In oral submissions, Dr Bell submits, and my review of the relevant documents below will demonstrate, that many of the remaining documents that have not been provided by Mr Louttit to the Applicants were received or prepared by him to discharge his obligations as an agent of SCW, and would properly be returned to SCW on termination of the winding up so that it has adequate knowledge and information as to the conduct of its affairs in the period in which it was in liquidation (T51). I put aside, for the purposes of addressing that question, the fact that the issues involved in this application might well have been addressed, and the need for the application and the significant costs likely to have been incurred in it avoided, if both parties had simply agreed to a regime by which one or other of them would retain the documents and make them, or copies of them, available to the other. I also recognise that, as Dr Bell pointed out, at least the Applicants had made clear that, although they sought the return of the documents, they did not object to Mr Louttit retaining copies of them (T52).
Dr Bell also submitted (T52) that there was no inconsistency between the propositions that a document was, in one sense, prepared for a liquidator's benefit, and that he did so in performing work which was part of the company's administration and conducted as its agent.

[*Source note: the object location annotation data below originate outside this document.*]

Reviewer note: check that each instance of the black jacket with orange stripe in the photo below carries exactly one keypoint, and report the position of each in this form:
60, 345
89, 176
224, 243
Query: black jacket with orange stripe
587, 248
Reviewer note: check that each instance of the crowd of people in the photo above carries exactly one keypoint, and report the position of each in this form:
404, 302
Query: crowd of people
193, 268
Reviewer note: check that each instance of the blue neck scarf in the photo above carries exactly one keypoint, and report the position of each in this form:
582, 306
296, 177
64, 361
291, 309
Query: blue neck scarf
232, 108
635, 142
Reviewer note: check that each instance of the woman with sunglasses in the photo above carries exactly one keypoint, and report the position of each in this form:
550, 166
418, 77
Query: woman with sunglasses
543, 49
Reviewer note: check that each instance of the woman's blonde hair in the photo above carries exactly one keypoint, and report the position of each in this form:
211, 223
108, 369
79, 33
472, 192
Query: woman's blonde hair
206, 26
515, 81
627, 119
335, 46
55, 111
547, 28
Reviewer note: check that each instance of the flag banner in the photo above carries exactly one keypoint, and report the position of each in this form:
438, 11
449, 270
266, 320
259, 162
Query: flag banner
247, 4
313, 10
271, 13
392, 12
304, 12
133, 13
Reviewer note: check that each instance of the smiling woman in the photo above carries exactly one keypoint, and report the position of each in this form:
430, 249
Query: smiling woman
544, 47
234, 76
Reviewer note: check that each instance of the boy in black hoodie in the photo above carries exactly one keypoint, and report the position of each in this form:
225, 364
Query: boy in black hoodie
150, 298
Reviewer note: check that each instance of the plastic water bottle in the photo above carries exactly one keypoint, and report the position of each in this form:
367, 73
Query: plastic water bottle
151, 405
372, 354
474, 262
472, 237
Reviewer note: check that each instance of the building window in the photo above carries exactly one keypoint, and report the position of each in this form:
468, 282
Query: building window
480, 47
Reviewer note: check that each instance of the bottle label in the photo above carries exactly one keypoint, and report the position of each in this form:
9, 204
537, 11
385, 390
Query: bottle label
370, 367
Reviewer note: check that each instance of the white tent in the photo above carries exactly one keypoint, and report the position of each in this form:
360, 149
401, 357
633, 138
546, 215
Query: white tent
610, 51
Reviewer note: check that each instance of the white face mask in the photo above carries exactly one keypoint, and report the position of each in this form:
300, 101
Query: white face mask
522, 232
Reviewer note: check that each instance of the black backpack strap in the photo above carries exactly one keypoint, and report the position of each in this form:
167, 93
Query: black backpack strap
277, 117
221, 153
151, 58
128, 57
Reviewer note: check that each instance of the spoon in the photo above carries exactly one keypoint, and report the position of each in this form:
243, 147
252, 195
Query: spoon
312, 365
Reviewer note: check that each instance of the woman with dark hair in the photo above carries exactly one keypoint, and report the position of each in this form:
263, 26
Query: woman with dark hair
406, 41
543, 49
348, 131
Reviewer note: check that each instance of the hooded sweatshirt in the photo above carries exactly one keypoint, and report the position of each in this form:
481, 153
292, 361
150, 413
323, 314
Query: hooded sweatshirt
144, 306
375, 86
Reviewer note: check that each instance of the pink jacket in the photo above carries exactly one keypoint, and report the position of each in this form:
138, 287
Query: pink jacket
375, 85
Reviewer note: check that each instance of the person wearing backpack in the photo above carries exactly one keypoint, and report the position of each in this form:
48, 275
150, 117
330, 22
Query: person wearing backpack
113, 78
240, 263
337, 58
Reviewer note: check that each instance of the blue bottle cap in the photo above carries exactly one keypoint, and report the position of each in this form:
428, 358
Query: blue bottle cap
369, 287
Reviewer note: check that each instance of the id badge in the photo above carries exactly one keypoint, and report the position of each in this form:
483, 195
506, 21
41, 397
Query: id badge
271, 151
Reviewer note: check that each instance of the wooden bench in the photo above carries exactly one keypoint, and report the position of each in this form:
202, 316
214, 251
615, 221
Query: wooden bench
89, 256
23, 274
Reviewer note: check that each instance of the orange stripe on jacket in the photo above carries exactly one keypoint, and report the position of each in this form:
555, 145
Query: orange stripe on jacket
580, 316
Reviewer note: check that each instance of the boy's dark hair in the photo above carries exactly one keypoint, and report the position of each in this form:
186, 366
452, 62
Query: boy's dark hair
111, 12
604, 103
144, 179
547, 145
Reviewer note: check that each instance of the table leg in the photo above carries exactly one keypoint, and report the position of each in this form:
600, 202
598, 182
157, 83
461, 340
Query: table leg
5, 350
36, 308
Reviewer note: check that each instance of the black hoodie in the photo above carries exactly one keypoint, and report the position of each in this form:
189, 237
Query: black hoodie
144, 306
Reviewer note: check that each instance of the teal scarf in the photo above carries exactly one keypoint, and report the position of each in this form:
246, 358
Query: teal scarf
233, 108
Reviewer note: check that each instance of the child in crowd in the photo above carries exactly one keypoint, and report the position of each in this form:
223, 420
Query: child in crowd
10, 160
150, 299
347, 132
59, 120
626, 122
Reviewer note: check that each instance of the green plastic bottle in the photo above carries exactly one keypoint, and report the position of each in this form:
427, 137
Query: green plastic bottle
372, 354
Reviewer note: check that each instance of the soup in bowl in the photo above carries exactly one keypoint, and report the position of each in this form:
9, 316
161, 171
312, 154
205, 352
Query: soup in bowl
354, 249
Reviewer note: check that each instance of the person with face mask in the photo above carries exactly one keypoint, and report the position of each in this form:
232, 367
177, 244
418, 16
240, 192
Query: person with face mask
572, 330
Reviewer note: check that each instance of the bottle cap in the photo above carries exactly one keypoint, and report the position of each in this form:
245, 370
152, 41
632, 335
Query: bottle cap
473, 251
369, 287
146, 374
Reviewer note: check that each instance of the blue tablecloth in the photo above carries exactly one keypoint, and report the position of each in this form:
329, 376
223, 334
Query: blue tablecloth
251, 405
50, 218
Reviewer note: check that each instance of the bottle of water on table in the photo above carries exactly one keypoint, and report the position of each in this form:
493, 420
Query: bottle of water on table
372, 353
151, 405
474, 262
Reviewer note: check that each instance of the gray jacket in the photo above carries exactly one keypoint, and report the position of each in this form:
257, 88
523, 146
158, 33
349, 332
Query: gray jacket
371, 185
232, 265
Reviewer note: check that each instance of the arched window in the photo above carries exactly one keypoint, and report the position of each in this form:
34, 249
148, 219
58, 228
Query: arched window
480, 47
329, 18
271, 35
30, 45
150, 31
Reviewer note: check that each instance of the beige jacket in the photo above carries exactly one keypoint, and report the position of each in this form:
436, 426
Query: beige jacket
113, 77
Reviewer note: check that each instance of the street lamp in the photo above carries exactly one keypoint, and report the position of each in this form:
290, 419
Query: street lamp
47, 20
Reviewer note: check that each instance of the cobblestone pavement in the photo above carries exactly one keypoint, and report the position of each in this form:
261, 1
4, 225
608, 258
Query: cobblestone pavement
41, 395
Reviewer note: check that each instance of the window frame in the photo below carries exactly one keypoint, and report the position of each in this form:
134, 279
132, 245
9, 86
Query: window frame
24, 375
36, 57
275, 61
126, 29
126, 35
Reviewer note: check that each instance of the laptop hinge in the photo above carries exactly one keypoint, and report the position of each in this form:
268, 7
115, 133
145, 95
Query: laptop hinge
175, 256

Dr Bell also pointed out (T52) that, if such a document is:
"[a]n analysis, for example, of the company's property, if it is an analysis of sale prices, if it is a record of communications or a summary of communications which have been made to potential purchasers in relation to the qualities of a property or a boat or something like that, the notion that that would be a liquidator's record and wouldn't be retained in the company as part of the company's body of documents and therefore corporate record would be surprising."
Dr Bell also submitted that the concept of a company's books and records would not be interpreted narrowly where a liquidator had been managing that company for several years (T52-53). Dr Bell also submitted that many of the documents which I will address below fall within the category of documents generated or received by a liquidator, pursuant to his duty to manage the company's business or dispose of its assets, and are property of the company, by analogy with the approach taken in the commentary and case law to which I will refer below.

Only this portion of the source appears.